Cops Who SPY

The possible policy violations concern David Campos, the police commissioner. "First Amendment guidelines are critical," he argues. "Any allegation that the Police Department engaged in something similar to what HP did is a serious allegation that needs to be looked into." A lawyer for the San Francisco Unified School District, Campos says he's waiting for all the facts to emerge before passing judgment.

Fellow commissioner Theresa Sparks isn't happy about the phone probe, either. "It's outrageous. It's totally outrageous," she says. "To me the press rooms, both at City Hall and the Hall of Justice, should be neutral territory. The press should be able to call who they want to call. ... To me it just smells bad." Like Campos, Sparks is worried the detectives may have flouted the guidelines.

Over at the SFPD, spokesperson Sgt. Steve Mannina argues the leak probe was legit and conformed to department rules. In a written statement Sgt. Mannina says, "The SFPD's investigation focused on whether or not anyone in the Police Department engaged in conduct that may have been a crime by releasing record(s) that are confidential pursuant to state law. No First Amendment activity was targeted or was implicated in this investigation; therefore, there was no violation of Department policy and no requirement to receive approval under the guidelines set by [Department General Order] 8.10. DGO 8.10 does not apply in this situation."

The investigation, he continues, "did not involve any eavesdropping, wiretapping, or phone monitoring," and was really nothing more than the Department scoping out its own phone lines.

That line of reasoning doesn't appease some high-ranking figures within the department, including Capt. Chignell, perhaps the harshest critic of the probe still on the force.
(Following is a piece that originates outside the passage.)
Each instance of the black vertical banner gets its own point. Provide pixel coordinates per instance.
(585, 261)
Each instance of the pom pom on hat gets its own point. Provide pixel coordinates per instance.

His decision to speak on the record about the issue, even though doing so could effectively derail his career, reflects his level of frustration.

"These allegations of tampering with the First Amendment rights of the press are truly Nixonian," says Chignell, concluding that in his 36 years as a cop — including many as the president of the Police Officers' Association — "he has not seen such an abuse of the investigative process."